Tribunal Administratif de Lyon — Décision N° TA69-2407229

jeudi 12 septembre 2024

JuridictionTribunal Administratif de Lyon
SectionTribunal Administratif de Lyon
N° DossierTA69-2407229
TypeOrdonnance
RecoursExcès de pouvoir
PublicationD

Résumé IA

Le Tribunal Administratif de Lyon a été saisi par Mme A B d’une requête en excès de pouvoir visant à obtenir la "réouverture" de son dossier de demande de naturalisation. Statuant par ordonnance sur le fondement de l’article R. 222-1 du code de justice administrative, le tribunal a rejeté la requête comme manifestement irrecevable. Il a estimé qu’il n’appartient pas au juge administratif d’adresser des injonctions à l’administration en dehors des cas prévus par la loi, et que la demande ne relevait pas des dispositions de l’article L. 911-1 du même code. La solution retenue est donc le rejet de la requête.

Texte intégral

Vu la procédure suivante :

Par une requête, enregistrée le 23 juillet 2024, Mme A B demande au tribunal de " rouvrir " son dossier de demande de naturalisation.
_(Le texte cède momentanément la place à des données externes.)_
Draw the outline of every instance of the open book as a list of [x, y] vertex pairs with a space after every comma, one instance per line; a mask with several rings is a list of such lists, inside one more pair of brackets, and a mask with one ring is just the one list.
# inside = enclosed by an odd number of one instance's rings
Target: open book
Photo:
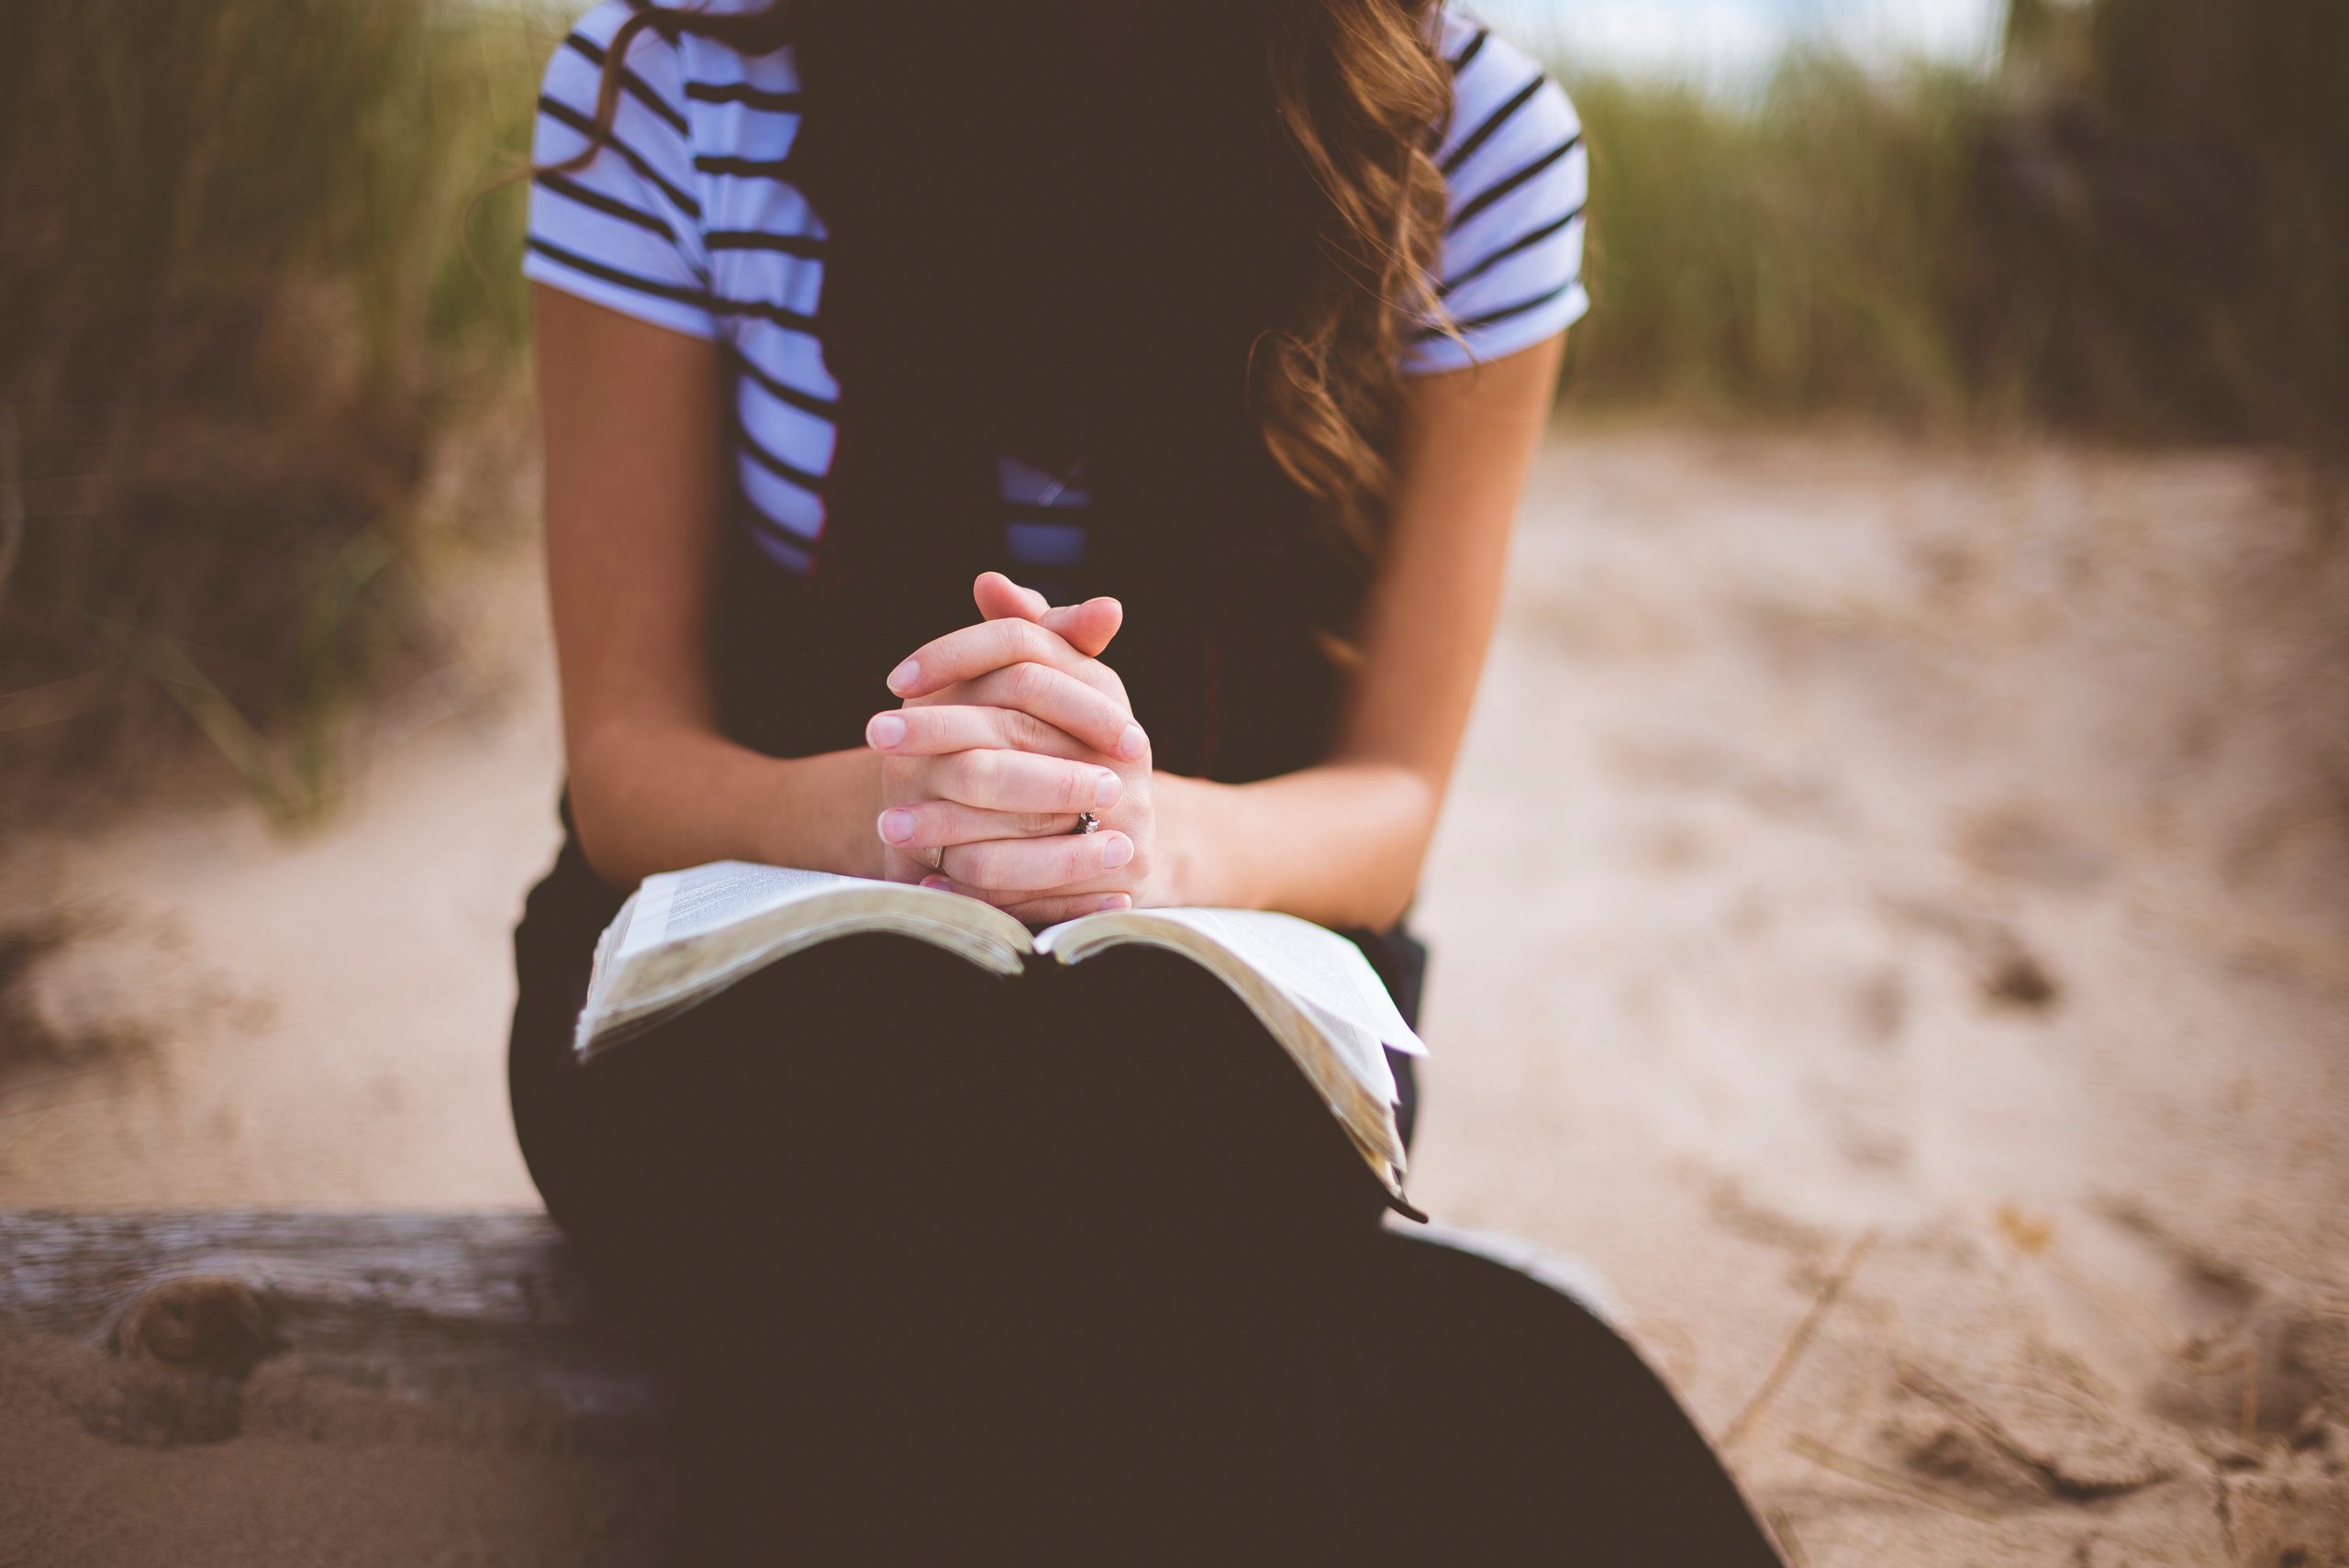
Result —
[[888, 931], [1016, 975], [1139, 943], [1220, 979], [1297, 1063], [1388, 1194], [1401, 1203], [1403, 1140], [1383, 1046], [1426, 1047], [1362, 950], [1287, 915], [1245, 909], [1125, 909], [1031, 934], [958, 894], [826, 872], [718, 861], [649, 876], [596, 944], [574, 1045], [584, 1060], [674, 1018], [743, 976], [835, 937]]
Vu les autres pièces du dossier.

Vu le code de justice administrative.

Considérant ce qui suit :

1. Aux termes de l'article R. 222-1 du code de justice administrative : " () les présidents de formation de jugement des tribunaux () peuvent, par ordonnance : / () / 4° Rejeter les requêtes manifestement irrecevables, lorsque la juridiction n'est pas tenue d'inviter leur auteur à les régulariser ou qu'elles n'ont pas été régularisées à l'expiration du délai imparti par une demande en ce sens ; / () ".

2. En dehors des cas expressément prévus par des dispositions législatives particulières, inapplicables en l'espèce, du code de justice administrative, il n'appartient pas au tribunal administratif d'adresser des injonctions à l'administration ou à une personne privée chargée d'une mission de service public. La requête de Mme B tendant à ce que le tribunal " rouvre " son dossier de demande de naturalisation, n'entre pas notamment dans les prévisions de l'article L. 911-1 du code de justice administrative. Dès lors, elle est irrecevable et doit, par suite, être rejetée.

ORDONNE :

Article 1er : La requête de Mme B est rejetée.

Article 2 : La présente ordonnance sera notifiée à Mme A B.

Fait à Lyon, le 12 septembre 2024.

Le président de la 1ère chambre,

Hervé Drouet

La République mande et ordonne au ministre de l'intérieur et des outre-mer en ce qui le concerne ou à tous commissaires de justice à ce requis en ce qui concerne les voies de droit commun contre les parties privées, de pourvoir à l'exécution de la présente décision.